Ahora bien, en cuanto al dolo, esta calificación se encuentra justificada en que el señor LUÍS EDUARDO MONTENEGRO en su calidad de Subdirector General de Infraestructura tenía la responsabilidad de suscribir los contratos adicionales, como quedó consignado en el numeral anterior, y además contaba con la idoneidad como profesional en ingeniería civil para saber las diferencias entre el proyecto 122 de valorización y los contratos 136 y 137 de 2007 y establecer a partir de allí que esa obra no podía ejecutarse a través de la figura del contrato adicional sino que debía someterse a los mecanismos de selección dispuestos en la Ley para ello, esto es, contaba con las herramientas para conocer que su actuación era contra legem.
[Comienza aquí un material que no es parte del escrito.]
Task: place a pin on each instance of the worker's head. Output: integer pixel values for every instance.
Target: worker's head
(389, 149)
No es recibido el argumento en virtud del cual pretende escudar su responsabilidad en la conducta de otros funcionarios, ya que en su calidad de servidor público del nivel directivo del IDU (Subdirector General de Infraestructura) conocía ias normas aplicables y debía desplegar un comportamiento dirigido a cumplir con el deber de selección objetiva y no a incumplirlas como efectivamente ocurrió.

En conclusión, por las razones expresadas, el demandante no demostró la falsa motivación del acto administrativo demandado de modo que se descartará este cargo alegado.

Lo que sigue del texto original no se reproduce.